Von der Brust- zur Kopfstimme

Frage: Hat der Fricker Ehrenbürger inzwischen auch das Juchzen im Griff? Anton Mösch kneift die Augen zusammen, schmunzelt. «Etwas, ja, aber ohne den Kehlkopfschlag.»

Letzteres ist die hohe Kunst des Jodelns, das Meisterstück, wenn man so will, und meint das Umschlagen von der Brust- auf die Kopfstimme. «Das ist Übungssache», erklärt Hunziker, der Jodelmeister, der selber perfekt juchzt. Und dies auch beherzt tut: «Es gibt keinen Tag, an dem ich nicht das eine oder andere Jützi rauslasse.» Oft packt es ihn während der Arbeit, das Juuzi-Fieber, auf dem Gang, im Büro, beim Einparken. Es steigt in ihm hoch, will raus, bisweilen auch unbewusst. Das Juchzen ist sein Markenzeichen. Hunziker lacht. «So wissen die Kollegen immer, wo ich gerade bin.» Joluoluo.

Lernen kann das Juchzen «fast jeder, der singen kann», ist Hunziker überzeugt. Nach einem Jahr töne es «ganz passabel»; nach drei Jahren «schon recht perfekt». Vorausgesetzt: «Man übt regelmässig.» Im Klub tut man dies jeweils am Dienstagabend. Nach der Probe ziehen die Jodler weiter, in ein Restaurant, und bringen dort, wenn genügend Mitglieder dabei sind, noch ein Ständchen. «Die Geselligkeit ist bei uns ebenso wichtig wie das Singen.»

Perfekt ist ein Jodel, «wenn der Zuhörer nicht anders kann, als zuzuhören», wenn er sich tragen lässt von den Melodien, der Harmonie, den Worten, wenn er eintaucht in diese verträumte Welt der Hoffnung, der Sehnsucht, der Berge und oft auch von der Liebe, wenn er sich berühren lässt von «Aabegedanke», «Fründschaft» und «Zfriedeheit».

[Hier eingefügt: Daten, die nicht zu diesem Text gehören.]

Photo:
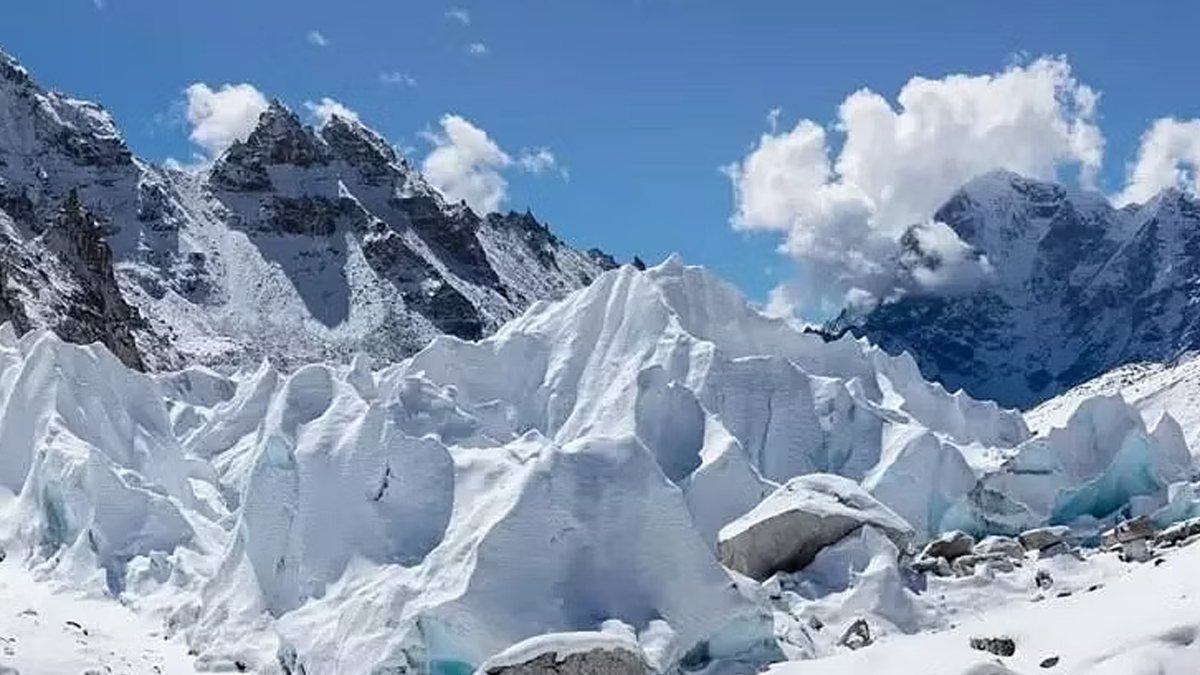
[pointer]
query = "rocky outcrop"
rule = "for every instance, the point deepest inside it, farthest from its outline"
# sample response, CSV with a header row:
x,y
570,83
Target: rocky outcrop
x,y
791,526
298,244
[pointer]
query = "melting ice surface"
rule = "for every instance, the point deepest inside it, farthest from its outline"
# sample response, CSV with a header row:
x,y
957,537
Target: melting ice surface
x,y
567,475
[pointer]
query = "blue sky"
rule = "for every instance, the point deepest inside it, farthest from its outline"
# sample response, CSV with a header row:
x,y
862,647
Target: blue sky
x,y
641,100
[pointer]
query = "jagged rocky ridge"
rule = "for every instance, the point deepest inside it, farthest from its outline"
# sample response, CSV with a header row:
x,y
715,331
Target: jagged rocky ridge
x,y
297,244
1079,287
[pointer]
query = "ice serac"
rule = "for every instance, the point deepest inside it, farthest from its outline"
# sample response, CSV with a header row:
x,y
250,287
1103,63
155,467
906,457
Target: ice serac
x,y
587,465
1080,288
334,477
298,244
569,653
564,538
1087,471
87,448
787,530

Mit fundamentalem Patriotismus oder gar Nationalismus habe Jodeln nichts zu tun, sagt Hunziker. «Jodeln ist Kulturgut, Jodeln sind Melodien und Texte, die von Herzen kommen und zu Herzen gehen.»

Jubiläums-Jodlerobe, Samstag, 30. Januar, 20 Uhr, Mehrzweckhalle 1958, Frick.